The provincial government in late June announced on its website it would be changing two of its grants for post-secondary students. Two of its grants, the Alberta Low-Income and Alberta Maintenance Grants, would be amalgamated into the new Alberta Student Grant for Full-time Students starting July 31, 2020. Students who have already applied will still receive their allocated funding.
The maintenance grant allowed post-secondary students with children or another dependent who had received the maximum amount of students loans to receive financial assistance. The low-income grant provided aid to those with personal or family income levels below the low-income threshold.
Rowan Ley, University of Alberta Students’ Union vice-president (external), said the new Alberta Student Grant for Full-time Students is a “good” replacement for the low-income grant, however, it is a “concerning change” for the maintenance grant.

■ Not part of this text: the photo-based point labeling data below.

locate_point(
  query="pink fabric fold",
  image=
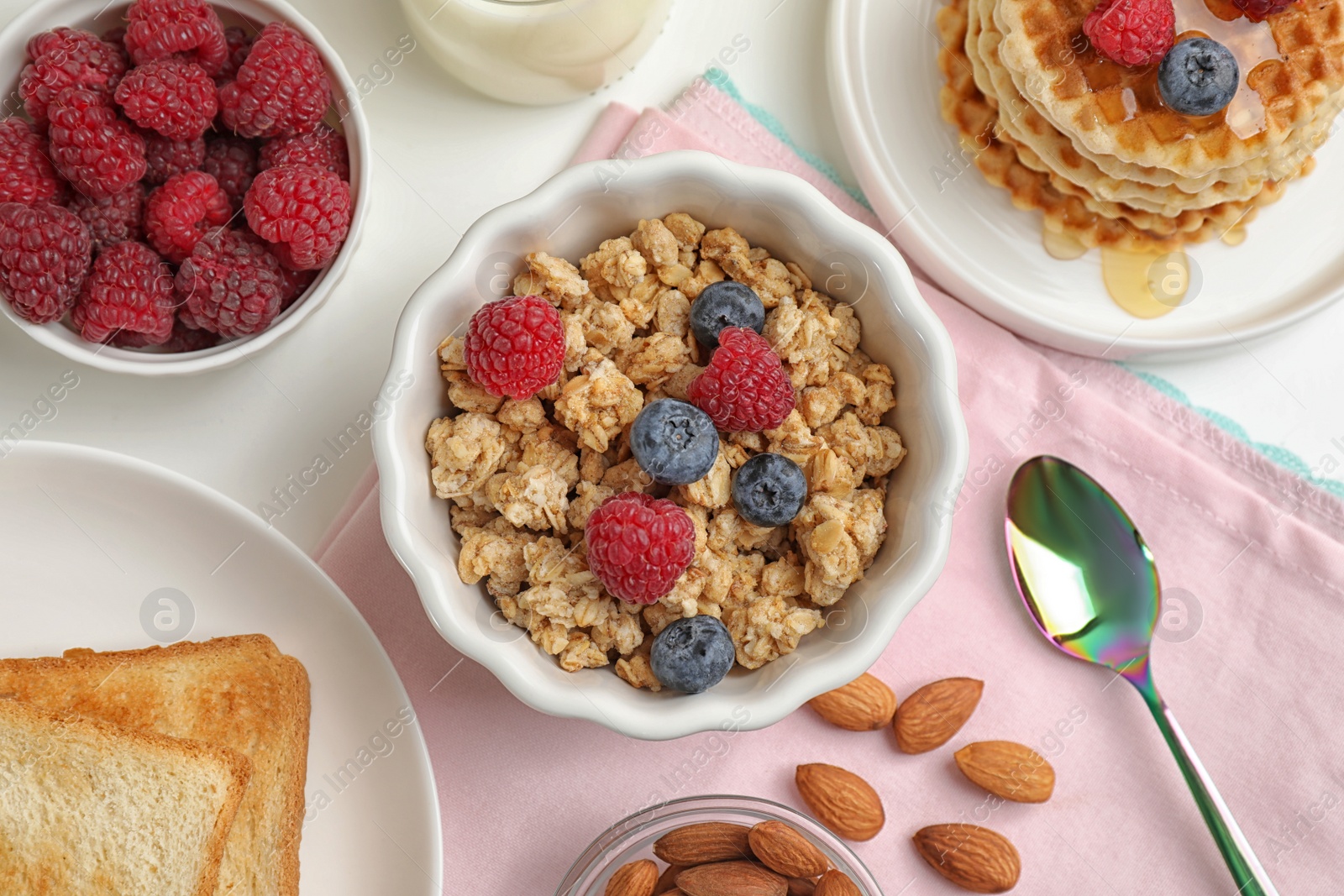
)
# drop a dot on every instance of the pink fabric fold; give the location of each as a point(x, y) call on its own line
point(1247, 653)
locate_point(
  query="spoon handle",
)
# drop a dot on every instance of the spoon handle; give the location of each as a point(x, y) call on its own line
point(1250, 876)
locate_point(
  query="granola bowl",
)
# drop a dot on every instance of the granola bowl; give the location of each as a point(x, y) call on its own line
point(346, 116)
point(566, 217)
point(632, 839)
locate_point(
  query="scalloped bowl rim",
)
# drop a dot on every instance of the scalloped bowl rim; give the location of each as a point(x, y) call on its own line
point(659, 719)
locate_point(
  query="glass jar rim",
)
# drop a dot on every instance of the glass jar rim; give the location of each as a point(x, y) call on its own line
point(642, 819)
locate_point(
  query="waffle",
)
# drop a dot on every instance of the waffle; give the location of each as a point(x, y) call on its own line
point(1115, 112)
point(1057, 155)
point(1065, 206)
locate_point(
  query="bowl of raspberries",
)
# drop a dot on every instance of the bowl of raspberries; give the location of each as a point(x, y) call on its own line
point(179, 181)
point(674, 450)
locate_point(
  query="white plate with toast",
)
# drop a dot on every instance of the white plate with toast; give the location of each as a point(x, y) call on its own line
point(968, 237)
point(109, 553)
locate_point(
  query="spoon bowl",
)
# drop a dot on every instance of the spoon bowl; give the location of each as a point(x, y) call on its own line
point(1090, 584)
point(1082, 567)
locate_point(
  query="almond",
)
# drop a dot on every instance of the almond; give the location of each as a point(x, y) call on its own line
point(842, 801)
point(667, 880)
point(931, 716)
point(837, 883)
point(971, 857)
point(1008, 770)
point(784, 849)
point(732, 879)
point(636, 879)
point(710, 841)
point(864, 705)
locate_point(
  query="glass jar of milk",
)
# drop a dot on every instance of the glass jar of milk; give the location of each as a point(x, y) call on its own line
point(537, 51)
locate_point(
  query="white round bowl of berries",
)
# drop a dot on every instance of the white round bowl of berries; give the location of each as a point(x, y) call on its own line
point(181, 183)
point(669, 445)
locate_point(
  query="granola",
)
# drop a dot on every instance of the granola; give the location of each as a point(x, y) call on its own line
point(524, 476)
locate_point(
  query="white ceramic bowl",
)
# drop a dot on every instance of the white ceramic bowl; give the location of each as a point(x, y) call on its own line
point(98, 16)
point(568, 217)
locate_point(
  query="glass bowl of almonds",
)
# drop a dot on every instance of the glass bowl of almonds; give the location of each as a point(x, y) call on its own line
point(718, 844)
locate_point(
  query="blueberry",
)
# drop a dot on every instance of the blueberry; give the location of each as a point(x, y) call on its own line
point(1198, 76)
point(675, 443)
point(692, 654)
point(725, 304)
point(769, 490)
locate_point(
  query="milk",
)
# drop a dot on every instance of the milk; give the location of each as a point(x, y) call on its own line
point(537, 51)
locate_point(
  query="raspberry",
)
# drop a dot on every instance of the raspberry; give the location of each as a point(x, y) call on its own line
point(113, 219)
point(296, 282)
point(323, 148)
point(44, 259)
point(179, 212)
point(26, 174)
point(239, 45)
point(638, 546)
point(230, 285)
point(176, 29)
point(67, 58)
point(97, 152)
point(515, 347)
point(1258, 9)
point(183, 338)
point(165, 157)
point(281, 87)
point(128, 291)
point(233, 163)
point(743, 389)
point(1132, 33)
point(302, 211)
point(171, 97)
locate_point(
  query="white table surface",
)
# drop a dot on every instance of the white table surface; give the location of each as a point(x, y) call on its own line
point(443, 157)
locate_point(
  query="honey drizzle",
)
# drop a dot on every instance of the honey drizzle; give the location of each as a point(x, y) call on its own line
point(1142, 288)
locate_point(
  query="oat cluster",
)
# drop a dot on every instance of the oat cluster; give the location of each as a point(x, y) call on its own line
point(524, 476)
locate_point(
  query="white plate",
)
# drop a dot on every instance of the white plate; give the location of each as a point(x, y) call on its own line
point(89, 535)
point(965, 234)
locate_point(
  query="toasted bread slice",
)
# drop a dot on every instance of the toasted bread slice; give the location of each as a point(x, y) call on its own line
point(94, 809)
point(239, 692)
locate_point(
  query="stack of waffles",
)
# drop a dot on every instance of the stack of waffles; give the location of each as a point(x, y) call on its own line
point(1090, 144)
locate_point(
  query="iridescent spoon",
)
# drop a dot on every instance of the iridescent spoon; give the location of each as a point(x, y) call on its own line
point(1090, 584)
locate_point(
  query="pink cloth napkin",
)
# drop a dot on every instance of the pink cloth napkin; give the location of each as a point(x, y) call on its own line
point(1249, 654)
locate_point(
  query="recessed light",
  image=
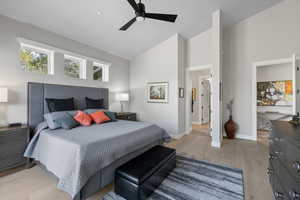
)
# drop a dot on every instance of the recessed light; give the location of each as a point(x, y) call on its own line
point(99, 12)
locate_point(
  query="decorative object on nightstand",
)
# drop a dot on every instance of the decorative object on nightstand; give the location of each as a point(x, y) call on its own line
point(122, 97)
point(13, 142)
point(127, 116)
point(3, 99)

“The new grant is not a substitute for the maintenance grant,” he said. “This is going to take away an important source of aid for about 6,500 students who parent or have dependents.”
Ley is also the chair of the Council of Alberta University Students, the advocacy organization representing post-secondary students.
He added that the low-income grant will have a “considerably lower” amount offered to students than those who received funding from the maintenance grant. The maximum amount under the maintenance grant per semester was $3,000 for full-time students. Under the new grant structure, those students would only receive $1,500 — the same amount as any other Albertan without dependents applying for that grant.
Additionally, the eligibility criteria has changed. Under the previous granting structure, maintenance grant recipients could enrol in any post-secondary program. The new grant is only available to students not in a four-year degree program.
“That is a pretty big loss,” Ley said. “For students who parent or have other dependents a large amount of money helping them cover tuition, books, and childcare or other necessities is lost.”
Ley said the specific audience served by the maintenance grant would be adversely affected by the new granting structure.
“The role of the maintenance grant was to serve a very niche unique need that existed among students with dependents that required a much higher level of financial support than an average student.”
“The new grant is not tailored to those special needs of students with dependents,” he added. “It is essentially leaving them out to dry.”
UCP says Alberta Student Grant changes will help increase accessibility to post-secondary
Laurie Chandler, spokesperson for Minister of Advanced Education Demetrios Nicolaides, said in a statement the changes in granting will help post-secondary remain affordable for students.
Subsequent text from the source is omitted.